问题
I am using Azure DataBricks notebook with Azure library to get list of files in Blob Storage. This task is scheduled and cluster is terminated after finishing the job and started again with new run.
I am using Azure 4.0.0 library (https://pypi.org/project/azure/)
Sometimes I am getting error message:
- AttributeError: module 'lib' has no attribute 'SSL_ST_INIT'
and very rarely also:
- AttributeError: cffi library '_openssl' has no function, constant or global variable named 'CRYPTOGRAPHY_PACKAGE_VERSION'
I have found a solution as uninstall openssl or azure library, restart cluster and install it again, but restarting cluster may not be possible because it may need to handle longer tasks, etc.
I also tried to install/upgrade openSSL 16.2.0 in initialization script, but it does not help and start conflicting with some another openSSL library which is in Databricks cluster by default
Is there any option what I can do with it?
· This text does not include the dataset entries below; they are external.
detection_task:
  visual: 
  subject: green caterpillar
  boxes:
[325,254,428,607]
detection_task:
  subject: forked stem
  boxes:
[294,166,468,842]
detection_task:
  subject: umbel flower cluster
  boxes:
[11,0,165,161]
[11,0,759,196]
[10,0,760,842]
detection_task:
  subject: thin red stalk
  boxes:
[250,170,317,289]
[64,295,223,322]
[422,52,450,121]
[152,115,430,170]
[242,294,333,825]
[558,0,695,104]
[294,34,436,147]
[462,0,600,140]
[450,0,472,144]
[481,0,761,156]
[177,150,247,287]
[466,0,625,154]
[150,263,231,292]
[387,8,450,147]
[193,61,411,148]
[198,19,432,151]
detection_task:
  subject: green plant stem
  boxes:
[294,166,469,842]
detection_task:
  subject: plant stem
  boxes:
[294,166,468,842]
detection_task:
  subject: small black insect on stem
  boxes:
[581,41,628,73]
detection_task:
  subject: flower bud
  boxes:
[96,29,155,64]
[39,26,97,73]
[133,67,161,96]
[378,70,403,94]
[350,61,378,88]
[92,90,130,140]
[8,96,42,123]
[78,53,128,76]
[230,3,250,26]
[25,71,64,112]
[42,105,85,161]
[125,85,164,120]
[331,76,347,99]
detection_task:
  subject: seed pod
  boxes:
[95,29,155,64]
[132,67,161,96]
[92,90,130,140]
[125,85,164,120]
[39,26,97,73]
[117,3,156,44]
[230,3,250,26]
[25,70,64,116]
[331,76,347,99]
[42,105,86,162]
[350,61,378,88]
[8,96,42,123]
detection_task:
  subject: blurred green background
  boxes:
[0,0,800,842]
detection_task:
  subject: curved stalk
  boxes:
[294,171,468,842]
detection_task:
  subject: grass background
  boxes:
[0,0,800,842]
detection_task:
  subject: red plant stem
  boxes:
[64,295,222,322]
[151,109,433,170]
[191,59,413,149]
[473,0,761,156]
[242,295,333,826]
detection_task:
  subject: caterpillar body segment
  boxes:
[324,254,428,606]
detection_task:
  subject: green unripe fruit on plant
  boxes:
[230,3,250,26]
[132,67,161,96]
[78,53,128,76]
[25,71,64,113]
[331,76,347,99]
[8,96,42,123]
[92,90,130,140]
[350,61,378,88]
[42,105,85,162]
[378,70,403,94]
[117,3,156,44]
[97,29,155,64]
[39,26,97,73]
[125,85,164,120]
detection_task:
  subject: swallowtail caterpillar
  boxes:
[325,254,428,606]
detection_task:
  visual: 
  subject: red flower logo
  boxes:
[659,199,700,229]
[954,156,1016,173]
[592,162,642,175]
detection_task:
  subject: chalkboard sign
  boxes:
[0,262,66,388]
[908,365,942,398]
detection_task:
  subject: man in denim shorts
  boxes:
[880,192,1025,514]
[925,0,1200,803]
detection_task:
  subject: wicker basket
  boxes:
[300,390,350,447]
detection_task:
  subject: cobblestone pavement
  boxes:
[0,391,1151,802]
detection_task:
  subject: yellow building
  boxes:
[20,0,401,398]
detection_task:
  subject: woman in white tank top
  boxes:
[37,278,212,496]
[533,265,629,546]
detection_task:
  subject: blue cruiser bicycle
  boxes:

There is the code for getting list of files from Blob Storage:
import pandas as pd
import re
import os
from pyspark.sql.types import *
import azure
from azure.storage.blob import BlockBlobService
import datetime
import time
r = []
marker = None
blobService = BlockBlobService(accountName,accountKey)
while True:
result = blobService.list_blobs(sourceStorageContainer, prefix = inputFolder, marker=marker)
for b in result.items:
r.append(b.name)
if result.next_marker:
marker = result.next_marker
else:
break
print(r)
Thank you
回答1:
Solution for this issue is downgrade Azure library to 3.0.0.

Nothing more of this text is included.